The Week 22 guide for the Online Retreat in Everyday Life is here.

As I have been journeying through this online retreat, I find myself touched by its relevance to my everyday life. This should come as no surprise to me; I’ve done this retreat before. However, it DOES surprise me…and maybe that’s how it is when you stop and find Jesus HERE, right beside you.

“You see us, not as a crowd, but as individuals, each struggling to be freer people, poor in spirit and wanting something more — wanting to be closer to you. And you give us the answer to that desire. You offer us yourself, your friendship, and ask us to join in your life of serving the poor — others like ourselves.”

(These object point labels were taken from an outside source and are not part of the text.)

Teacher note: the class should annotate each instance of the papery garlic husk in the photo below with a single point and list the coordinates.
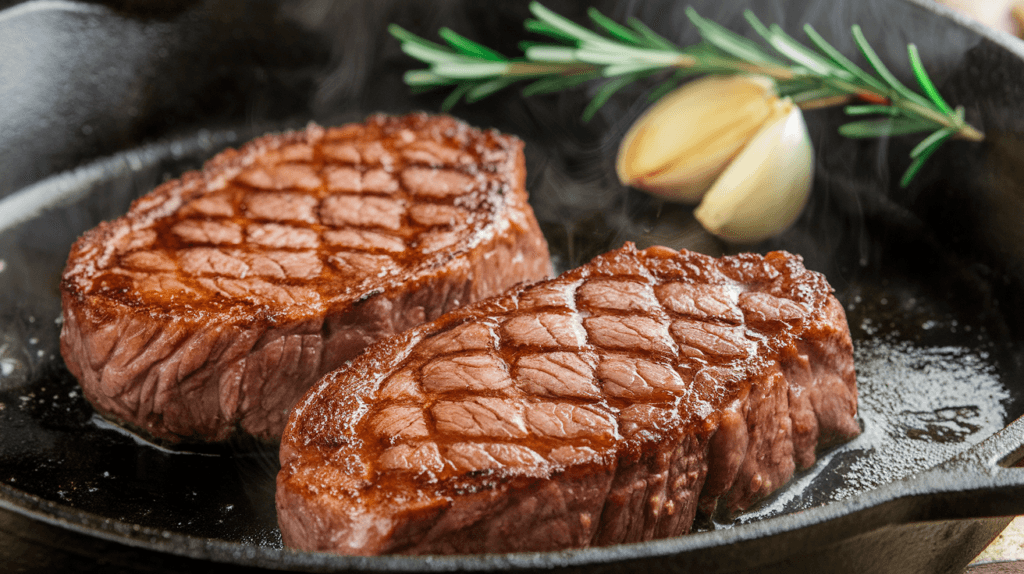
(683, 143)
(766, 186)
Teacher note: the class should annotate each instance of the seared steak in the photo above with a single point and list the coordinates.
(606, 405)
(222, 296)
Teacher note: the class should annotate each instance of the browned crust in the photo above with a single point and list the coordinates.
(124, 343)
(739, 442)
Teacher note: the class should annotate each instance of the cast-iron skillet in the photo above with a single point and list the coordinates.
(931, 275)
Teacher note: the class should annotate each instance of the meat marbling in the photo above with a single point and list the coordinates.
(222, 296)
(607, 405)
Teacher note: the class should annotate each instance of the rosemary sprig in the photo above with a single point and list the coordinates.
(813, 77)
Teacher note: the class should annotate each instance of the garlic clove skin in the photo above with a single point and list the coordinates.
(683, 143)
(765, 188)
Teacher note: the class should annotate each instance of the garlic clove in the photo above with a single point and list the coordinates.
(764, 189)
(681, 145)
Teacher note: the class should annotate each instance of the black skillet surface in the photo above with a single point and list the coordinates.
(931, 276)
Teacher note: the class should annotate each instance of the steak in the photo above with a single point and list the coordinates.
(221, 297)
(607, 405)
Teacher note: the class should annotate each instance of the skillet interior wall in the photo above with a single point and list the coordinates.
(857, 229)
(90, 79)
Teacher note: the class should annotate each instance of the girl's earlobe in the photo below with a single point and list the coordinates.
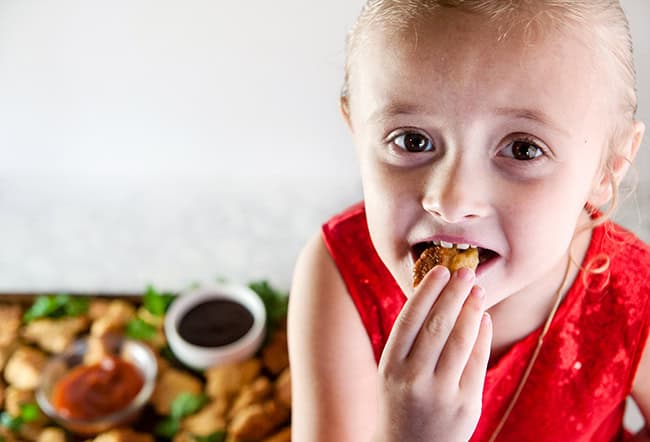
(344, 108)
(616, 169)
(622, 161)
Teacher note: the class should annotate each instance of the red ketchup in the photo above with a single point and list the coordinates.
(92, 391)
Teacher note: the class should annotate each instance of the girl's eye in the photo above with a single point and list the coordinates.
(413, 142)
(522, 150)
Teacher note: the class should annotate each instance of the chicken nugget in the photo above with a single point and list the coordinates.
(452, 258)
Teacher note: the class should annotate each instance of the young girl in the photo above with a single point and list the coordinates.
(505, 125)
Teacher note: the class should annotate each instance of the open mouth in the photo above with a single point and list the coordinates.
(484, 255)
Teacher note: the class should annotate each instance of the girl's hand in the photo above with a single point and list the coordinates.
(432, 370)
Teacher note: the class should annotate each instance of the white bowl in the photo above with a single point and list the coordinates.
(202, 357)
(132, 351)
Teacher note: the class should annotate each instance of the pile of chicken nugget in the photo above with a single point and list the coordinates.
(248, 401)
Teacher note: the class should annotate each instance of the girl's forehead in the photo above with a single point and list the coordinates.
(459, 61)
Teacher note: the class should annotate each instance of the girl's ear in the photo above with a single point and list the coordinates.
(617, 167)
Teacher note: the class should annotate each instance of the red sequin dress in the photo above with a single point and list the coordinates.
(578, 386)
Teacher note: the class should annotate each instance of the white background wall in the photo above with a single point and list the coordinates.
(169, 142)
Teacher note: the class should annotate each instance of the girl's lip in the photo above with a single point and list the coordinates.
(487, 265)
(451, 239)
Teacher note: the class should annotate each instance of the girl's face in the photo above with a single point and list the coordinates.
(468, 139)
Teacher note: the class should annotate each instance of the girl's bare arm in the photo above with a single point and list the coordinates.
(334, 374)
(641, 393)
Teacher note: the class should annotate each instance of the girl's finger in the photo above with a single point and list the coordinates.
(413, 314)
(473, 376)
(441, 320)
(462, 339)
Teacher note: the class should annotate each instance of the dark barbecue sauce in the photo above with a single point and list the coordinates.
(215, 323)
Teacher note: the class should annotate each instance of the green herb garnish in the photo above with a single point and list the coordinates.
(167, 428)
(217, 436)
(155, 302)
(186, 404)
(275, 301)
(56, 306)
(137, 328)
(29, 412)
(10, 422)
(183, 405)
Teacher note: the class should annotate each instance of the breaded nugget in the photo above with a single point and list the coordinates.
(10, 318)
(5, 352)
(117, 314)
(123, 435)
(170, 384)
(226, 380)
(15, 397)
(209, 419)
(283, 388)
(24, 368)
(283, 435)
(256, 391)
(54, 335)
(452, 258)
(258, 421)
(51, 434)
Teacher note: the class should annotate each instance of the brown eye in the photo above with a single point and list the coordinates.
(522, 151)
(414, 142)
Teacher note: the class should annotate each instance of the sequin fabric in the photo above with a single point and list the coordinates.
(579, 383)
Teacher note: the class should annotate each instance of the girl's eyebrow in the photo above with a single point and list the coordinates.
(534, 115)
(394, 109)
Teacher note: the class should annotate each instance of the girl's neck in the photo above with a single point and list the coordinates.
(524, 312)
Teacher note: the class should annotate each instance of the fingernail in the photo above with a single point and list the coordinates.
(479, 292)
(440, 271)
(487, 319)
(465, 274)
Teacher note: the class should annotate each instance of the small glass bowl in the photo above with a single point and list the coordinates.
(199, 357)
(135, 352)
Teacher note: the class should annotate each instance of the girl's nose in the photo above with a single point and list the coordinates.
(454, 195)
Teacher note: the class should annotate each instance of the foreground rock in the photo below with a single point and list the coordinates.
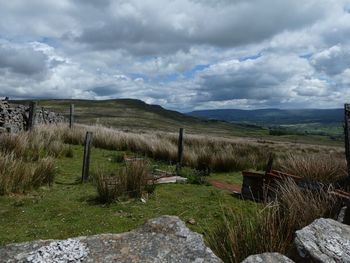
(267, 258)
(163, 239)
(324, 240)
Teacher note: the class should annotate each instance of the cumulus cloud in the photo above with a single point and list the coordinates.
(182, 54)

Jesus knows me. Oh, I’ve heard that before, but I rarely appreciate what it implies. He created me, and of all the people who know me, he knows me BEST. That doesn’t just mean that he knows my favorite color, appreciates my obsession with lists, smiles at the amount of chocolate and coffee I would like to consume. Jesus knowing me isn’t just a cute phrase that I can sing during Mass and walk away from later.

It’s a fact that changes my life, once I embrace it. It’s a reality that can affect everything I do, everything I am, everything I represent, if I let it.

Jesus knows me, and in knowing me, he loves me.

“I love what you say about being merciful, helping those who grieve and being a peacemaker. Yes, I will do that with and for you. Then you ask me to be humble and I want to balk at that. Humble? Poor of spirit? And yet I know so well that when I am capable and self-sufficient and independent, I don’t turn to you, my loving friend, for help. Now I want something different — to turn to you more, always, for help and support and friendship. Teach me to be humble. Show me what it means to be poor of spirit. I don’t always know how to change the way I live to become more poor, but that is my desire now. Please show me how to be humble. Give me the grace to want to be humble. Let me bring all the ways I resist being poor and humble to you. I know only that this is the way to be closer to you and your love.”


When I am humble, when I let go of my own desire to control my life, then I can start to understand what Jesus’ love means for me. When I open myself, make myself most vulnerable, trust with my eyes closed and my defenses down, it is then that I can start to see what it means to be known by Jesus.

Humility isn’t easy for me. It is a battle I fight every single day. Pride and independence were prized traits of mine in the past. They became a habit, a way of being, a lifestyle. Letting go of the allure they offer is hard. It takes work and discipline.

But I’m not doing it alone. Right beside me, holding my hand, patting my back, stroking my temple, is my friend Jesus. He knows. He understands. And he loves.